I have a list of keywords (175) in column A that I would like to search through column B (paragraph form sentences.) I've tried several different ways and keep getting errors.
data want;
set have;
column_B_lc = lowcase(column_B);
do i = 1 to countw(column_A);
word = scan(column_A, i);
if indexc(column_B_lc, ' ' || word || ' ') > 0 then do;
output;
leave;
end;
end;
drop i word column_B_lc; /* Drop temporary variables used in the loop */
run;
any tips/suggestions are welcome!
Here's a fictional example of how I do this.
https://gist.github.com/statgeek/2f733d27820f43fa37d6ba92c30f22cf
Make a simpler example with DATA. You are also using the wrong function to search for words use INDEXW or FINDW.
Do you really have 175 different words in a single variable in one observation? That is what your code would be expecting.
The data step does not "search through a column" as I think you are hoping. It operates on mostly one observation at a time.
Any time you have an error you should include the LOG with all of the messages and the code. Copy the text from the log and on the forum open a text box using the </> icon above the message window. Then paste the text.
If you had something like this
data have;
infile cards truncover ;
length a $20 b $80;
input a b $80.;
cards;
x a b c
y x y z
;
Then to test if the WORD in A is in the string in B you could do something like:
data want;
set have;
found = 0 < findw(b,a,,'sit') ;
run;
Results
Obs a b found 1 x a b c 0 2 y x y z 1
This is what I originally tried, but I keep getting 0 for found throughout the entire dataset, which I know is incorrect. Thanks for your help!

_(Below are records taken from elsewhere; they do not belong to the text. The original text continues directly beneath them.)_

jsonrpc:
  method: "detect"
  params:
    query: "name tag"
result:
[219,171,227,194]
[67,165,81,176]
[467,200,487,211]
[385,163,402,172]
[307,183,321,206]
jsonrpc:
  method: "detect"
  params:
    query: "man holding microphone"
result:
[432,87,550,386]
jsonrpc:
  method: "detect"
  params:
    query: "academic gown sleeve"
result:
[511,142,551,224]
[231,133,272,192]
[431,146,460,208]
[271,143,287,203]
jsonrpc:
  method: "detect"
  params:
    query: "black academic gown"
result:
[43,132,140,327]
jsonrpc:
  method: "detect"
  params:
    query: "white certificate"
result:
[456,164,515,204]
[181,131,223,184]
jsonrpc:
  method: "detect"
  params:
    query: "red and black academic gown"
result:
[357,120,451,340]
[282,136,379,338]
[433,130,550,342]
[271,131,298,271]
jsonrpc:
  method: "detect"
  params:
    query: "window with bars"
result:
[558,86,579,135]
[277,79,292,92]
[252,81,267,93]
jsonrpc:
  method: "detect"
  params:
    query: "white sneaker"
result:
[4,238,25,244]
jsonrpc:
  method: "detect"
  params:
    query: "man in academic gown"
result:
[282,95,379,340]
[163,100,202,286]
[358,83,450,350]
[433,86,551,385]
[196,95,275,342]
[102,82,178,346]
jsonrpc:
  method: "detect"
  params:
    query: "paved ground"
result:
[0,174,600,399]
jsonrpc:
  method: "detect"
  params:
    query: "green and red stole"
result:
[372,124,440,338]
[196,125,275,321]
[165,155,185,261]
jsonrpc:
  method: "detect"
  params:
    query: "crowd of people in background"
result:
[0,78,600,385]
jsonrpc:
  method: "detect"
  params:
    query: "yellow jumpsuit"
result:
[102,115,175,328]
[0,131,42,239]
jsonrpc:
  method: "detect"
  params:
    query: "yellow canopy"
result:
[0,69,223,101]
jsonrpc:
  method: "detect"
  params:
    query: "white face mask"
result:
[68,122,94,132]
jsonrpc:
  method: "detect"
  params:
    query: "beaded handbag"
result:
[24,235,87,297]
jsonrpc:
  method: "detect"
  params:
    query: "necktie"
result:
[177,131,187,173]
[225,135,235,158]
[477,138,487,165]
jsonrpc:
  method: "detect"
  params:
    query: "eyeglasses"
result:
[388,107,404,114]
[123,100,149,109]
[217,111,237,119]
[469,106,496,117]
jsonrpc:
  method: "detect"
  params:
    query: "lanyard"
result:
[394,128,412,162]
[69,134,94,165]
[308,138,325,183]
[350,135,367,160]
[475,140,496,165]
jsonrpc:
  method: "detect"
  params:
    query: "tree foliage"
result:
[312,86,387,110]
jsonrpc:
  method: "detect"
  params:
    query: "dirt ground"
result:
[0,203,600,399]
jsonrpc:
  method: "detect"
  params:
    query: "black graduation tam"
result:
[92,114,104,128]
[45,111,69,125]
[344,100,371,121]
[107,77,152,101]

Make sure you are using the right delimiters for the FINDW() function. Make sure to use the i modifier to ignore case and the t modifier to trim the trailing spaces.
Pick just a couple of observations from each to test with so you can be sure about what is happening.
Make sure to look at those values to be sure that there are not any strange invisible characters, TAB, CR, LF, FF, Non-breaking space, null byte, etc.
Try using upcase(),strip() and perhaps compress() or translate() to eliminate bogus characters. Add spaces before and after both the search term and the longer string so you use INDEX() to look for space delimited terms and still match at the start and the end of the string.
index
(cat(' ',upcase(strip(translate(sentence,' ','090A0C0DA000FF'x))),' ')
,cat(' ',upcase(strip(translate(term,' ','090A0C0DA000FF'x))),' ')
)
If none of the posted solutions work, please post a small example of your terms and your data. Feel free to make fake data and show the expected output.
Are you saying you have 175 distinct values for column_a (i.e. 175 rows, each with a single word)?
Or does each observation have a very long character variable (column_a) that has 175 words in it?
And will you be using the same 175 words throughout all values of column_b?
Sorry I didn't explain this very well. Yes, I have 175 distinct values (each a single word) that needs to be throughout all values of column_b.
Here's a fictional example of how I do this.
https://gist.github.com/statgeek/2f733d27820f43fa37d6ba92c30f22cf
This worked PERFECTLY. Thank you so much, I had tried an array before but I must have had an error somewhere because it was not giving me the right output. Thanks again!
What is the desired result? Just identify if your source data matches to at least one word in your list or some table that gives your per row of your source data all the matching words?
@achapman wrote:
Sorry I didn't explain this very well. Yes, I have 175 distinct values (each a single word) that needs to be throughout all values of column_b.
Sounds like you have two separate datasets. The first one has 175 observations, each of which as a single word.
data terms;
input term $20.;
cards;
The
Black
Cat
;
And a second dataset that has some other number of observations.
data sentences;
input sentence $80;
cards;
Our car is black.
She wears a hat.
The cat is black.
;
Perhaps by some strange coincidence that dataset also has 175 observations and that is what caused you to think they formed a single dataset?
if you want to match every term with every sentence then perhaps SQL is the way to go? Perhaps you only want to keep the terms that were found?
proc sql;
create table want as
select a.term
, findw(b.sentence,a.term,' .!,','site') as wordnum
, b.sentence
from terms a
, sentences b
where calculated wordnum
order by 3,2,1
;
quit;
Result
Obs term wordnum sentence 1 Black 4 Our car is black. 2 The 1 The cat is black. 3 Cat 2 The cat is black. 4 Black 4 The cat is black.